Selecting the appropriate resolution method
The report sets out a number of underlying principles for identifying the appropriate method of dispute resolution in each case, including:
- Relative levels of power and resources between the parties. For example, a significant imbalance of power and resources is likely to arise in individual v state disputes, or where only one party is legally represented. Asylum and mental capacity cases would never be suitable for mediation.
- Degree of legal and/or technical complexity
- Question of fact versus question of whether a process has been followed. For example, administrative law cases may be suitable for ENE but not for mediation.
- Levels of rights versus interests in dispute. For example, social welfare benefits, immigration and human rights cases are likely to be more suited to ENE.
- Degree of rules versus discretion in the legal/policy framework
- Test case/public interest litigation. Matters likely to have significant precedent effect would be referred to a judge.
Evidence of effectiveness
Referring to pilot ADR schemes run in various tribunals, the report implies that these have proved to be successful. However, research on those pilots revealed mixed findings on the effectiveness of those pilots. For example, the evaluation of the pilot using early neutral evaluation (ENE) in Disability Living Allowance appeals demonstrated that the use of ENE did not achieve swifter resolution of cases. The use of ENE was found to be less cost effective than the traditional process – the evaluation found that cases subject to one or both stages of ENE had an average unit cost of £222, compared with £202 for the non-opt-in cases. Less tangible impacts were identified, such as the satisfaction level of appellants who welcomed the chance to talk through their case. There were examples where the appellant proceeded to hearing despite the judge’s advice to withdraw, and subsequently won their appeal and gained a higher settlement. Such examples, in the words of the researchers, ‘undermined the achievements of ADR in respect of proportionate dispute resolution’.

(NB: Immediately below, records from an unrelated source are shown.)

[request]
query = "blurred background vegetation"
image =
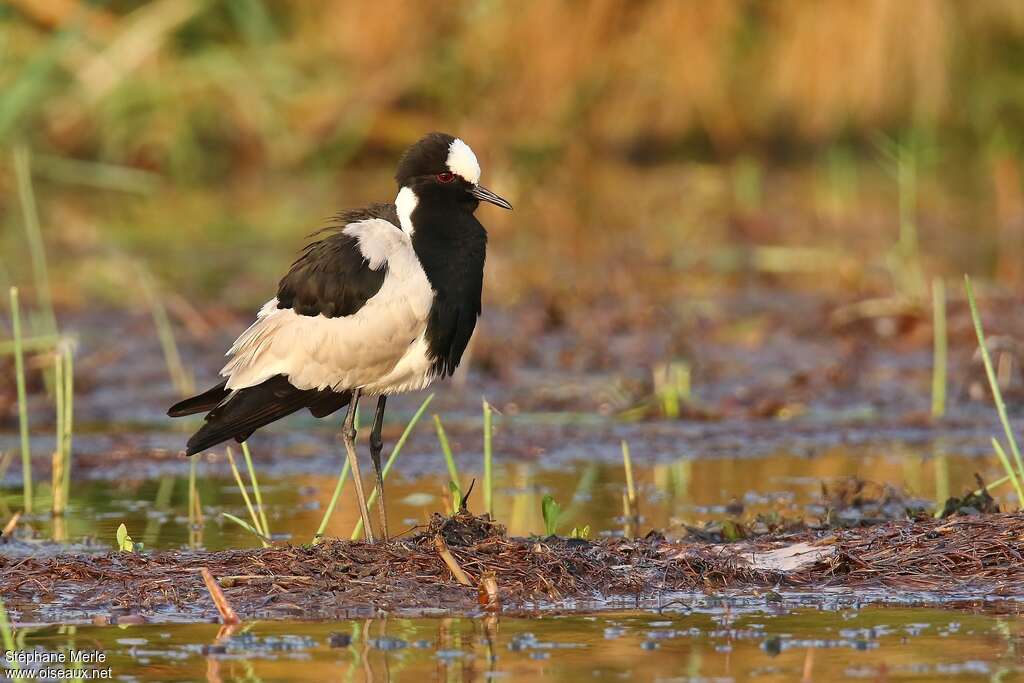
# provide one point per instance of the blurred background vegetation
(653, 150)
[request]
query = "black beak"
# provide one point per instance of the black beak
(481, 193)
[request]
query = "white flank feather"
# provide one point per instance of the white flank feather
(381, 347)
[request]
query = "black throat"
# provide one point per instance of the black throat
(451, 245)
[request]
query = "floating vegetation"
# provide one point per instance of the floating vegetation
(935, 555)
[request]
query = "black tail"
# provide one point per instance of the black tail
(200, 403)
(250, 409)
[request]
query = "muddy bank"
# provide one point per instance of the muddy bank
(980, 554)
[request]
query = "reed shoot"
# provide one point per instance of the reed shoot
(264, 527)
(7, 634)
(551, 512)
(488, 482)
(450, 461)
(342, 477)
(628, 464)
(69, 419)
(357, 530)
(37, 251)
(940, 348)
(23, 401)
(255, 527)
(56, 477)
(993, 384)
(180, 378)
(1010, 469)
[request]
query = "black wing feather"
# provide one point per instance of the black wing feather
(201, 402)
(256, 407)
(331, 278)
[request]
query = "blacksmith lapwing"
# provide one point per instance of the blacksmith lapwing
(384, 301)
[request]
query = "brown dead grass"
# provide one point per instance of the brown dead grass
(340, 579)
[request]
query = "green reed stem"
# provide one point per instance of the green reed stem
(1005, 461)
(40, 343)
(940, 348)
(7, 634)
(488, 481)
(342, 477)
(450, 461)
(180, 377)
(193, 494)
(256, 492)
(357, 530)
(69, 419)
(245, 497)
(37, 251)
(993, 383)
(56, 481)
(249, 527)
(23, 401)
(628, 464)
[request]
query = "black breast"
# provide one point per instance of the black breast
(452, 249)
(331, 276)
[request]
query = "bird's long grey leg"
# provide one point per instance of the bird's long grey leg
(348, 436)
(376, 444)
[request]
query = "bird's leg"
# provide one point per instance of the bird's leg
(348, 436)
(376, 443)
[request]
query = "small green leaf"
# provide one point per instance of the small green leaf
(456, 496)
(551, 512)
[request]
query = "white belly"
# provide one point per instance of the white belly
(380, 348)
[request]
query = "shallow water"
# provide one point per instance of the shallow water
(710, 641)
(672, 495)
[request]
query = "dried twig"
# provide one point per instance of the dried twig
(227, 614)
(450, 560)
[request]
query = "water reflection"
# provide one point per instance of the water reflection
(671, 495)
(712, 639)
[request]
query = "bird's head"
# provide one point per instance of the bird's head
(441, 168)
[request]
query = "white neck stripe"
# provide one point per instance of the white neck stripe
(404, 204)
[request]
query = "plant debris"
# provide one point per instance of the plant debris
(337, 579)
(849, 503)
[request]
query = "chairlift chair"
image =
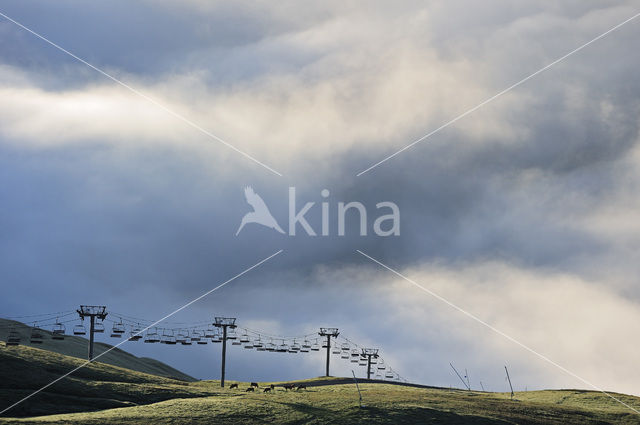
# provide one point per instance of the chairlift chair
(182, 335)
(136, 333)
(117, 330)
(152, 336)
(58, 331)
(37, 335)
(210, 332)
(315, 346)
(79, 329)
(196, 335)
(13, 338)
(168, 337)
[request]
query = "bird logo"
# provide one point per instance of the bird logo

The report also suggests an improved system of advice and information to litigants, accessed through telephone and an online platform. It proposes to fundamentally improve and expand upon the reach of the Legal Aid Agency’s Civil Legal Advice Telephone Gateway (“the Gateway”), the only publicly funded source of telephone help at the initial stage of a legal problem. The effectiveness of the Gateway was recently criticised in an independent research evaluation, criticism noted in the JUSTICE report.